Computer navigation for femoral fracture reduction
“With computer-guided surgery, we now have a tool that can reduce fractures with a high degree of accuracy,” David M. Kahler, MD, of the University of Virginia, told participants at the AAOS/Orthopaedic Research Society Advanced Imaging and Computer-Assisted Surgery of the Knee and Hip research symposium. “Femoral fractures are an ideal application for this technology.”
“Computer-guided surgery enables orthopaedic surgeons to precisely match the length and the rotation of the intact femur when inserting a femoral nail and locking it in place,” he said. “Using standard tools, up to 30 percent of femoral fractures are either short or significantly malrotated.”
Dr.

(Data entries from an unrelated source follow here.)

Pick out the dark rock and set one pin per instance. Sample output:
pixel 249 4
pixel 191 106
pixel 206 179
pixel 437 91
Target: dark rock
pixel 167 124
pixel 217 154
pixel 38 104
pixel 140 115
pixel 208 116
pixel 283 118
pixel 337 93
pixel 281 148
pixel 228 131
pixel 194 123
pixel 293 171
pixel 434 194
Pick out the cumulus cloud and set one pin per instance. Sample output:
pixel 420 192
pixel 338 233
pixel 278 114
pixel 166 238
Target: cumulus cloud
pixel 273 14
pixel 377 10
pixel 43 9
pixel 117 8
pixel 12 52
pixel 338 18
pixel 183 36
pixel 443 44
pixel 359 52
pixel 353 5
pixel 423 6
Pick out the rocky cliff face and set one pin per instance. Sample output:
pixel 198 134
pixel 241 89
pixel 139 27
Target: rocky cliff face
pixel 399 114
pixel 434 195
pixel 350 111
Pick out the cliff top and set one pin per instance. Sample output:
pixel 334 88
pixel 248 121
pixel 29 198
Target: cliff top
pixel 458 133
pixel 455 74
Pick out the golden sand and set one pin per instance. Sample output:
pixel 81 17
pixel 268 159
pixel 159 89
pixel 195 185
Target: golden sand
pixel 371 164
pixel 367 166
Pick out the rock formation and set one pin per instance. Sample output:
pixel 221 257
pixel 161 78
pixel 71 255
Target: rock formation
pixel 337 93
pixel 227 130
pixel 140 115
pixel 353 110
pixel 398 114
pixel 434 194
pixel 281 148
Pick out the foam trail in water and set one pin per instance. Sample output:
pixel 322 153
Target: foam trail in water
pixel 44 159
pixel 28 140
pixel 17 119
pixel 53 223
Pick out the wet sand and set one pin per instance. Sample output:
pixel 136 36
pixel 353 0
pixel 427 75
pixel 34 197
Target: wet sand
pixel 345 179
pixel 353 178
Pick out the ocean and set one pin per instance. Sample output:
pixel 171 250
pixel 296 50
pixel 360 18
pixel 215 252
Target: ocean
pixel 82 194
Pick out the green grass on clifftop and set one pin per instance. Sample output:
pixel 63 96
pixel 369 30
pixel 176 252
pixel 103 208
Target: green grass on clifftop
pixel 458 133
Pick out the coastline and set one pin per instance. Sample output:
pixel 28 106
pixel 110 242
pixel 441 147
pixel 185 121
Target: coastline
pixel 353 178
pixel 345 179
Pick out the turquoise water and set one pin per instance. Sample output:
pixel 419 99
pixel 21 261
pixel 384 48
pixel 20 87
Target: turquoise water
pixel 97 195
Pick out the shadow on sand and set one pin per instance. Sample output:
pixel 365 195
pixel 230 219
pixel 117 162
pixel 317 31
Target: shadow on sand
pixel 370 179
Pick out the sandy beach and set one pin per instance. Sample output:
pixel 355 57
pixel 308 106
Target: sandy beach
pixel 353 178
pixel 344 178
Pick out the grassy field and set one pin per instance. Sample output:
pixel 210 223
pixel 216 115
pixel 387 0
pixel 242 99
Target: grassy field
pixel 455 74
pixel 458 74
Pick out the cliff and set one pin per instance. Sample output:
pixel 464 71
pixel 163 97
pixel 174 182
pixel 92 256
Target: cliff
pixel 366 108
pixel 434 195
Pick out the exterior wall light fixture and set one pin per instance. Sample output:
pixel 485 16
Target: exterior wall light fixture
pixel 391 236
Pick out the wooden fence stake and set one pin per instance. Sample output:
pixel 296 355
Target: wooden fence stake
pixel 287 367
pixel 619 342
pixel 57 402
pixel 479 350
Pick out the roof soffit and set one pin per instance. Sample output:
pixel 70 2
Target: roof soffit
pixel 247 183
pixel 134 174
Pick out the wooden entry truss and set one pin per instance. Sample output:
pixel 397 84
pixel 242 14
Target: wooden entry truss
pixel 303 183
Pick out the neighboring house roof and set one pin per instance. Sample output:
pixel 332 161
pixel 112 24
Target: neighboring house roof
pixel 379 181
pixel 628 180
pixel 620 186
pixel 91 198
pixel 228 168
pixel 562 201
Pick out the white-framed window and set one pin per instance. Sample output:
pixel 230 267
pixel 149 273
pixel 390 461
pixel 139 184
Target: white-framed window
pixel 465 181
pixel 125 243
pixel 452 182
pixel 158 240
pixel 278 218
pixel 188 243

Kahler also pointed out that computer-guided surgery can reduce the time fluoroscopy is used to as little as 15 seconds—considerably less than the 3 minutes required during the standard technique—exposing both the patient and the surgeon to less radiation.
A useful alternative
Although preparation time for computer-guided surgery is longer, the navigational planning and elimination of repetitive fluoroscopy can reduce the time required for the actual surgery. Using navigation for a femoral fracture requires approximately 20 to 25 minutes of preparation before the surgery actually starts.
Tracking stars are attached to the proximal and distal fracture fragments and images are taken that will be stored and used throughout the surgery. “Well-leg data” is also gathered for comparison purposes. Finally, the unreduced fracture is manually segmented for the fracture reduction.
Dr. Kahler uses computer-guided surgery on a selective basis. “For a short oblique fracture when I am not worried about length, I wouldn’t use navigation because I do think it adds some operating room time despite the benefits and reduction in radiation exposure,” he said.
Navigation: Does it help?
“Orthopaedic surgeons are now able to take stored images of the unreduced fracture in the operating room and, by attaching trackers to either side of the fracture and using the computer, predict where the fracture is going when it is manipulated,” explained Dr. Kahler.
“Instead of having our hands in the C-arm beam while we’re pushing a fracture into place and trying to pass a guide wire across a femoral fracture, we are able to manipulate the fracture with a reduction rod and see, in real time, where the fracture is going without actually doing ongoing real-time imaging.
He finds computer-guided surgery to be a very satisfying procedure. “I can leave the operating room with a report that shows that the operated femur is 442 mm long and 22 degrees in anteversion, for example, and that the contralateral leg is 421 mm and 19 degrees in anteversion. The anatomy of the contralateral side has been almost precisely matched, which should be the goal of fracture surgery.”